Related: Documentary digs up story of Polish village that butchered its Jews after Holocaust ended
In November, far-right Polish lawmaker Grzegorz Braun declared that "Poland is for Poles, not Jews," a statement delivered outside the Auschwitz concentration camp.
Potash noted that Poland, like Israel and the US, is a very divided country.
"They're trying to stir up Polish patriotic outrage through the film and get the commoners more upset at the center-left party," said Potash. "They're turning the public TV into a mouthpiece now that it's not in their control, and anything they can do to punish TVP and drag them through the muck."
The documentary, ten years in the making, tells several interlaced stories, all connected to Gniewoszów, a small town in Poland where Jews were murdered by their neighbors months after the war had ended.
Potash, an award-winning filmmaker, brings viewers to the rural village through interviews and footage, and uses dreamy, hand-drawn animation that tells the prewar and postwar history of Gniewoszów.
The film is still freely available for streaming in Poland through TVP's online platform.
Potash said he hopes the attacks on the film attract attention and interest, leading more people to see it.

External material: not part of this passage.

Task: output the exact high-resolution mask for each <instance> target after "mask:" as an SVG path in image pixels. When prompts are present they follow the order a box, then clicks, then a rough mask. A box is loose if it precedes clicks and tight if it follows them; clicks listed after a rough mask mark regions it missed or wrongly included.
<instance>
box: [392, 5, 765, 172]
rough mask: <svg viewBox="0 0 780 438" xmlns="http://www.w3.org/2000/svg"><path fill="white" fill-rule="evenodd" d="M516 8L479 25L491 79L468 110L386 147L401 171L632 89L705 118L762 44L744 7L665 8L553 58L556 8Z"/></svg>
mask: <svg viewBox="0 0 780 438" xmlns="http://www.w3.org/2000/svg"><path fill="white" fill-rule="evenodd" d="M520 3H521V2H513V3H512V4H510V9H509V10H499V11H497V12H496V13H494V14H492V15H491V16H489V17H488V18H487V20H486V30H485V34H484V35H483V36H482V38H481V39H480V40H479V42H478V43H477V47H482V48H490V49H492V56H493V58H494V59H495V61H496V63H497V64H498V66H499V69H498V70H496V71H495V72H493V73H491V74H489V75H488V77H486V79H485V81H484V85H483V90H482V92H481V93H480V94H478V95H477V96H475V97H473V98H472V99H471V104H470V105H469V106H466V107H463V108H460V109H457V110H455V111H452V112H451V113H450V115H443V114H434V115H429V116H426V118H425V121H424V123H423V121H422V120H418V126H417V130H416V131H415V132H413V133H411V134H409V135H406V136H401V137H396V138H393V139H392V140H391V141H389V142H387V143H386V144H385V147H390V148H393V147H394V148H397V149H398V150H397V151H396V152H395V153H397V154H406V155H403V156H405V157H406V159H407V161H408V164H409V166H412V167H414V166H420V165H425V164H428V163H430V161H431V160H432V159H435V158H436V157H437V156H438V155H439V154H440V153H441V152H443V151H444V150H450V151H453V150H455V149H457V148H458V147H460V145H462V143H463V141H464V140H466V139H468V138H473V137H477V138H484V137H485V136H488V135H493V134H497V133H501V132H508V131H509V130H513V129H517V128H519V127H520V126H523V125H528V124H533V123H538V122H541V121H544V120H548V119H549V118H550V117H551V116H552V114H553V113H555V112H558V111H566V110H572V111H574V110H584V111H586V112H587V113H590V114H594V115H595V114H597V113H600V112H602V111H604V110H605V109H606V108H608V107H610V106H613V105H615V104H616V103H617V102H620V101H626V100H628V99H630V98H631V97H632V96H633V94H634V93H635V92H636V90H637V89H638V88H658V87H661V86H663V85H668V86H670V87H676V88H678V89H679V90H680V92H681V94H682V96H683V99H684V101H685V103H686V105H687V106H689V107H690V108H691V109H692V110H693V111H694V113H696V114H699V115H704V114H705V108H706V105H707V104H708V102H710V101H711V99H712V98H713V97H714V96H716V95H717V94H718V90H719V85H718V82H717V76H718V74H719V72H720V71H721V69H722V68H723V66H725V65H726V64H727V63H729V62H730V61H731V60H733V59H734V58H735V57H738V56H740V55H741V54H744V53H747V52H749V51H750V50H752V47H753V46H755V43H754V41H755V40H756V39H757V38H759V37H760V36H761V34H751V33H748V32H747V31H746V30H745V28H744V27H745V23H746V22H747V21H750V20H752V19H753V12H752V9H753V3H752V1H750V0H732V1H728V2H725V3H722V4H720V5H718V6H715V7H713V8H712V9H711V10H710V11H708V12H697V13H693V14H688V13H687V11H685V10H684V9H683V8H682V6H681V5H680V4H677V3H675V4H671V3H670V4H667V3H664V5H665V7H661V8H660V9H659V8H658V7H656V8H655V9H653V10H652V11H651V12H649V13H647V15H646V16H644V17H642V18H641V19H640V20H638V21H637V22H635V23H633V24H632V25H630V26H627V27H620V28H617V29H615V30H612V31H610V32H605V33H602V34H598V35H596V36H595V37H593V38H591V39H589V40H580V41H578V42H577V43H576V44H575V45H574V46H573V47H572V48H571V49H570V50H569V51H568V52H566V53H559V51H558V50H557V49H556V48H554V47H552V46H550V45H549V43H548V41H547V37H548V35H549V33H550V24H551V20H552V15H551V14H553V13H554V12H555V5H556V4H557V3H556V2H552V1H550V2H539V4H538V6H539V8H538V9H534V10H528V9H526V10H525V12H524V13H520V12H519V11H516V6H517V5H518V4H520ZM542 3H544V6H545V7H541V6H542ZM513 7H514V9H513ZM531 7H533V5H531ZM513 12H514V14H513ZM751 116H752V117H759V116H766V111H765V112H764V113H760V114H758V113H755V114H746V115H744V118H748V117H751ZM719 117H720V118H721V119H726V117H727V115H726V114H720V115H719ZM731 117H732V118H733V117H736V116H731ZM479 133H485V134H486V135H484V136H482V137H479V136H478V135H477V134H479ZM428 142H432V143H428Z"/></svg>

"Our experience to date has been that when people see it, they're moved by it," said Potash. "The film gets recognition and honors and critical acclaim and has won ten awards already, so there's no telling exactly where it will go, but I think sometimes when a government tries to shut down a story, it only serves to amplify it."
In addition to Polish broadcaster TVP, supporters of the film include the Warsaw Jewish Film Festival, various Jewish organizations in Poland, and the film's partner organizations in the United States, including The Claims Conference, Jewish Story Partners, the Jewish Film Institute, the JFCS Holocaust Center, and the USC Shoah Foundation, founded by Steven Spielberg.
Potash is organizing more screenings in the US and in Poland, including in the San Francisco Bay Area at the 600-seat Grand Lake Theater on December 15, during the second night of Hanukkah.
"We could fling mud back or we can gather people together and have them see the film for themselves," he said.
Potash plans on bringing "Among Neighbors" to theaters across the US and the world for International Holocaust Remembrance Day on January 27, 2026. Dates and locations will be available on the "Among Neighbors" website in several weeks.